Investors will scrutinise May’s speech for clues to whether she plans to prioritise immigration controls in a “hard Brexit" that some analysts say could hurt the economy.

The fall in sterling, which makes UK exports cheaper, has contributed to an unprecedented 14-day rally in the blue-chip FTSE 100 stock index.

However, the index was fractionally lower on Monday, though still outperforming falling European markets. The main STOXX 600 index fell 0.6 per cent, led by autos and banks.

MSCI’s broadest index of Asia-Pacific shares outside Japan eased 0.6 per cent, Japan’s Nikkei lost 1 per cent as the strong yen hit exporters and Shanghai shed 0.3 per cent.

Sterling last traded at $1.2025, down 1.2 per cent on the day. The euro was up 0.8 per cent at 88.12 pence, while the yen was up 1.8 per cent at 137.05 to the pound.

“Broadly, the market has not had sterling and Brexit and Theresa May in its mind for the last two months - it’s been driven by Trump and Treasuries, and more the US drivers. And now for two weeks in a row we’ve had news on May ... really bring that to the forefront again,” said Citi’s head of European G10 currency strategy in London, Richard Cochinos.

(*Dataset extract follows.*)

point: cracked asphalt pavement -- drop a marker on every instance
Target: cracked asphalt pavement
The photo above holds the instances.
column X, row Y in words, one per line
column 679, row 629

The dollar index, which measures the U.S. currency against six of its peers, rose 0.4 per cent. The euro fell 0.5 per cent to $1.0595 while the yen, seen as a safe investment in troubled times, rose 0.4 per cent to 114.02 per dollar.

US markets are closed on Monday for a holiday.

German 10-year bond yields fell 2 basis points to 0.32 per cent. Italian 10-year yields rose marginally to 1.90 per cent.

Italy downgraded

Italy’s downgrade will mean Italian banks will have to pay more to borrow money from the European Central Bank when they use the country’s sovereign bonds as collateral. It may also make Italian debt less attractive for foreign buyers.

Gold, a perennial safe-haven investment, rose 0.4 per cent to $1,201 an ounce.

Oil held steady, though doubts that large oil producers will cut output as agreed by the Organization of the Oil Producing Countries and others, put prices under pressure

Brent, the international benchmark, last traded at $55.56 abarrel, flat on the day.